The politicization of the court’s pending decision on abortion is magnified by the politicization of the court itself. There are a majority of conservatives on the court even though Democratic presidential candidates won the popular vote in seven of the last eight presidential elections. Two presidents who were in the office only because of the Electoral College nominated five of those justices. To put it bluntly: The Supreme Court is dominated by conservative jurists appointed by presidents elected by a minority of voters.
And, then there are the machinations of Republican Senate leader Mitch McConnell who — in a display of brazen political power lacking either constitutional or historical justification — manipulated senatorial rules to prevent President Barack Obama from appointing a successor to Associate Justice Antonin Scalia. McConnell’s flimsy rationale: Scalia died in the last year of Obama’s term in office. When Associate Justice Ruth Bader Ginsburg died less than two months before the 2020 election, McConnell tossed his new standard out the window so he could rush the confirmation of Amy Coney Barrett before the election.
Barrett, perhaps sensitive to the political nature of her appointment, gave a recent speech in which she claimed, “This court is not comprised of political hacks.” She added, “Judicial philosophies are not the same as political parties.” I might give more credence to Barrett’s words had she uttered them some place other than the University of Louisville’s McConnell Center. Yep, that McConnell, the senator who strong-armed her appointment to the Supreme Court!

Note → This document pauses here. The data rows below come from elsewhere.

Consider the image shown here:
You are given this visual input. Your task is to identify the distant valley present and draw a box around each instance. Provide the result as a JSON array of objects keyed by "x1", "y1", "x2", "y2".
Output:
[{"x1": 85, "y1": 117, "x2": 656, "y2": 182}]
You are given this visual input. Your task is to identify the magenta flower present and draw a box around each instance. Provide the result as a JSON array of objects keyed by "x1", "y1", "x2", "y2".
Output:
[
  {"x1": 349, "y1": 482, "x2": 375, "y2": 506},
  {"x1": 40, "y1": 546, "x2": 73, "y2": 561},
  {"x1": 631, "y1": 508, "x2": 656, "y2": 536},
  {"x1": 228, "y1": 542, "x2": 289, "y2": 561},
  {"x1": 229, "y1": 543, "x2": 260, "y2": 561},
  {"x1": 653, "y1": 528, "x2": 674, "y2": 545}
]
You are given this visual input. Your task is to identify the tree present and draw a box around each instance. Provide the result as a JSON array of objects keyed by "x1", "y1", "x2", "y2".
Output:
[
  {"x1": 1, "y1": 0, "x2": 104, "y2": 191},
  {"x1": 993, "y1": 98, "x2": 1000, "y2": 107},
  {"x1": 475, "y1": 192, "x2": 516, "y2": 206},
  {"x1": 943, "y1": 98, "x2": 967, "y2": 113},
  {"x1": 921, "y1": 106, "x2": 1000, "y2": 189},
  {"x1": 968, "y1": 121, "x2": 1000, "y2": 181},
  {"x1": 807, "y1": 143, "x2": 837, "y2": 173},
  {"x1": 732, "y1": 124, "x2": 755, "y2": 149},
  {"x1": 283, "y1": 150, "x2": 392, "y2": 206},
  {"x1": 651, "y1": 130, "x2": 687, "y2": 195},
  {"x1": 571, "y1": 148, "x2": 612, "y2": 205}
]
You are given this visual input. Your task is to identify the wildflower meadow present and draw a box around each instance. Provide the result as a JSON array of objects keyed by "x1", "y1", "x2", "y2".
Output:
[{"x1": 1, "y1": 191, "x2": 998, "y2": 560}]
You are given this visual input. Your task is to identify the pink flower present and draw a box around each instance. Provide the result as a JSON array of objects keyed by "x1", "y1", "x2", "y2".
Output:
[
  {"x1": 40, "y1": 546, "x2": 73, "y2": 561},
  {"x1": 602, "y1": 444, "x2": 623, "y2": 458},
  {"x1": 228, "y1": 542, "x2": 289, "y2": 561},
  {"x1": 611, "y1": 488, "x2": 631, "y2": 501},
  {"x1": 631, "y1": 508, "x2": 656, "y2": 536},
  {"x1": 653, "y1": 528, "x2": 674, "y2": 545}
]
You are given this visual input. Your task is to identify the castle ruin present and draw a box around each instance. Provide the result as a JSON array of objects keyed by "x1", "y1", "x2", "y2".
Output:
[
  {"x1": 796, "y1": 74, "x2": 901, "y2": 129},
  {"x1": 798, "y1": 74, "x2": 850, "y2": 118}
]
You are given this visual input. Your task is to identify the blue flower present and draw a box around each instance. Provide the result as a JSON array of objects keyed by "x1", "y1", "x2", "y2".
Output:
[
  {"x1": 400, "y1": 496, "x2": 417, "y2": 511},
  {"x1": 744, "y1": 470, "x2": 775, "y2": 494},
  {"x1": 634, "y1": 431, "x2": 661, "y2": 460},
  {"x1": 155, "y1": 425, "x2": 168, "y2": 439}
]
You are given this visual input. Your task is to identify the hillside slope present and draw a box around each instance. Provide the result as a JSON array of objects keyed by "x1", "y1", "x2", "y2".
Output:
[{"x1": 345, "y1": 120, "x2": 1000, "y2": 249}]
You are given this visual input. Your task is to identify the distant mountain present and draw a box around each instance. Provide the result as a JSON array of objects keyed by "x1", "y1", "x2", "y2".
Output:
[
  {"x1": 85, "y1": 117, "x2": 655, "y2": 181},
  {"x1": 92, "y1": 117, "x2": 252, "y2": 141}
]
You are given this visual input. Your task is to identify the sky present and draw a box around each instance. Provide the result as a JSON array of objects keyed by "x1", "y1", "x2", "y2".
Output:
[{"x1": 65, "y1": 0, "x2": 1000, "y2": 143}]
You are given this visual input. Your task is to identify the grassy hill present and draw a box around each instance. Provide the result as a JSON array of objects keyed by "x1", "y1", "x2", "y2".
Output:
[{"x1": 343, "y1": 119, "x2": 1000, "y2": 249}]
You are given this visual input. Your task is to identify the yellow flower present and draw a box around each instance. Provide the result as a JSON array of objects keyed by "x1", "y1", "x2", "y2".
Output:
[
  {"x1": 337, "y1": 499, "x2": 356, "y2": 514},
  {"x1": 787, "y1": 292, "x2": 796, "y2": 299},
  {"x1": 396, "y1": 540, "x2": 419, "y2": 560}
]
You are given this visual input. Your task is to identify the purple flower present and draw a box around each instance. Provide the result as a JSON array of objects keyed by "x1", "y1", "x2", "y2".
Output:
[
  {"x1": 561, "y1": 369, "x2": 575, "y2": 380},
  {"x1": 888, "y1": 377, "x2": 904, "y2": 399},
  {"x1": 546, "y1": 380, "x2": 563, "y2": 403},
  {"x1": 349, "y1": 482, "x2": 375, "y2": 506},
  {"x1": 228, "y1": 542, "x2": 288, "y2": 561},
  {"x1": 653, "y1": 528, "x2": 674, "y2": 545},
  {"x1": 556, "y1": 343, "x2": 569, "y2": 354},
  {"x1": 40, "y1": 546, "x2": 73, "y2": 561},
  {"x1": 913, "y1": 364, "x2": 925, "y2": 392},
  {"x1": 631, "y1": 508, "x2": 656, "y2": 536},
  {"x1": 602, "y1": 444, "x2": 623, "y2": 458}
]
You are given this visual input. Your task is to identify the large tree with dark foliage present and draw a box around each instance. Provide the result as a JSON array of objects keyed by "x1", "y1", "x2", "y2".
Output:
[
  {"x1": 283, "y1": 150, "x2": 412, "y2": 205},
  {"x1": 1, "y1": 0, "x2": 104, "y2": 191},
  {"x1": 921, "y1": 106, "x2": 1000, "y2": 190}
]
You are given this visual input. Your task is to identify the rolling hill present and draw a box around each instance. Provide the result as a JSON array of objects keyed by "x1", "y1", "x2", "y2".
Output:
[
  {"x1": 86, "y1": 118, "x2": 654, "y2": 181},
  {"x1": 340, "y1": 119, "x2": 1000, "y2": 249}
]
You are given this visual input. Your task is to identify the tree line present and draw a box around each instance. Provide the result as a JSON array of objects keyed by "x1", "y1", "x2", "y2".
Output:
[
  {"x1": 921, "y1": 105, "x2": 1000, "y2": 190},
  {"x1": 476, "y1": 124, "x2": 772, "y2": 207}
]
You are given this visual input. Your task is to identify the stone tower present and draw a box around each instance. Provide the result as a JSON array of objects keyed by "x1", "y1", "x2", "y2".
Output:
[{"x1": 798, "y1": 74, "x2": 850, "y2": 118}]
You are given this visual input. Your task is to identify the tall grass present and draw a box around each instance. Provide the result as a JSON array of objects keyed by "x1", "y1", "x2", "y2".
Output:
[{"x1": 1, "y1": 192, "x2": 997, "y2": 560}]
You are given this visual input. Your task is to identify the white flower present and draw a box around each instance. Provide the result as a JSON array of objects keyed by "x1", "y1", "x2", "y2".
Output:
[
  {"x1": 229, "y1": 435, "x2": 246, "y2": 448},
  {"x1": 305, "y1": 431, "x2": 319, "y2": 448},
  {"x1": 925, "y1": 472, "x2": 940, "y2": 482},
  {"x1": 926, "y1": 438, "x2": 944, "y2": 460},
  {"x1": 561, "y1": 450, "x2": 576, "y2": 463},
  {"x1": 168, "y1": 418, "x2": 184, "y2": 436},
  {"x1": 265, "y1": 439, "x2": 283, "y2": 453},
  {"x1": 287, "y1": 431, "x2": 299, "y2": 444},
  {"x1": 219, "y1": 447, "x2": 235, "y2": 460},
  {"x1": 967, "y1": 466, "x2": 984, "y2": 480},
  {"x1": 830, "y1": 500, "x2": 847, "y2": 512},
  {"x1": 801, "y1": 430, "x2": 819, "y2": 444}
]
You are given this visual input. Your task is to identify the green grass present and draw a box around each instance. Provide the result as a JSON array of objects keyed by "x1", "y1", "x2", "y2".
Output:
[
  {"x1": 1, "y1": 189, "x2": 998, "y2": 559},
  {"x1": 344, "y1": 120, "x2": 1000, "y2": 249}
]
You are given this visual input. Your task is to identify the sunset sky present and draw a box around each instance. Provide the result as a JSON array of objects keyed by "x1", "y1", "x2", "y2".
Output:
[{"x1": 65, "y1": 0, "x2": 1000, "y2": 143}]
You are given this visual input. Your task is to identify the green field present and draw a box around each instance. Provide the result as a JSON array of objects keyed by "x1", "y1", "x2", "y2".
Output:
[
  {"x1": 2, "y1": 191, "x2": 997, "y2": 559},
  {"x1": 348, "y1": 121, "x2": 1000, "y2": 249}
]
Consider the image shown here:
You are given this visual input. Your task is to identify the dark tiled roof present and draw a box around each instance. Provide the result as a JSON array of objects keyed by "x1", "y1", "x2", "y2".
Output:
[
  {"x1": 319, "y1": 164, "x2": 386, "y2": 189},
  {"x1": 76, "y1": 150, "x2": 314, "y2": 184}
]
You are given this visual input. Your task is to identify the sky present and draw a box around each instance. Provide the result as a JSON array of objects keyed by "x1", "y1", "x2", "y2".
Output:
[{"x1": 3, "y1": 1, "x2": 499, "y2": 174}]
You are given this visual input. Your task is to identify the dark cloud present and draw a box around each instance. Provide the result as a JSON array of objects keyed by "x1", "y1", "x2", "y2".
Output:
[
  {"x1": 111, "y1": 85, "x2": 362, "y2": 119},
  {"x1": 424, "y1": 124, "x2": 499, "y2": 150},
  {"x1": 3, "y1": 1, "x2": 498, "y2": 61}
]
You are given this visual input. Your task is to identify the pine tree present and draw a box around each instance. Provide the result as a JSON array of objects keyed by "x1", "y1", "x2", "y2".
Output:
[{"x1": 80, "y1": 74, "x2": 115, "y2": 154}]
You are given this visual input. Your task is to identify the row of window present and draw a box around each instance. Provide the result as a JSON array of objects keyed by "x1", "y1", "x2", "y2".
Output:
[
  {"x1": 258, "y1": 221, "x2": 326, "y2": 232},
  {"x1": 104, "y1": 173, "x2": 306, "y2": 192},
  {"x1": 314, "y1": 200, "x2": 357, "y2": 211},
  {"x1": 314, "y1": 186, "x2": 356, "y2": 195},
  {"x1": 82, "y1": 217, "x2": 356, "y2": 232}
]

Overturning Roe, which appears likely based on the questions the justices asked Wednesday, will be the capstone to a alarming number of political decisions made by the Supreme Court in the last two decades. Bush v. Gore was premised on legal arguments, as one academic phrased it, that “would further the election of the Republican candidate, George W. Bush.” Citizens United reversed century-old campaign restrictions previously upheld by the courts, again an instance of the only thing that changed was the makeup of the court itself. The same can be said of the high court’s ruling in 2013 in Shelby County v. Holder which gutted the Voting Rights Act of 1965.
Chief Justice John Roberts wrote the majority opinion in Shelby County, and while he is often viewed as an institutionalist who believes the court should tread carefully and incrementally, he is a longtime antagonist of the 1965 voting law. So, in a signal of the political brazenness of the current conservative majority, the Roberts-led court eviscerated another section of that law in Brnovich v. Democratic National Committee in a decision last June, further tipping the electoral scales in favor of the Republican Party by allowing states to deny whole groups of Democratic-leaning voters access to the ballot.
In addition to the pending abortion decision, the Supreme Court is slated in the current term to hear highly political cases involving the right to carry concealed weapons outside the home, the fate of affirmative action, and a religious case that could erode the separation of church and state. As the recent past indicates, and the possible future may buttress, the conservative majority on the Supreme Court issues political decisions frequently.
Unfortunately, Justice Sotomayor, there is already a stench issuing from the Supreme Court. The likely overturning of Roe is a political act, but the high court already stinks because of its numerous political acts — and the politicization of its makeup — over the last few decades.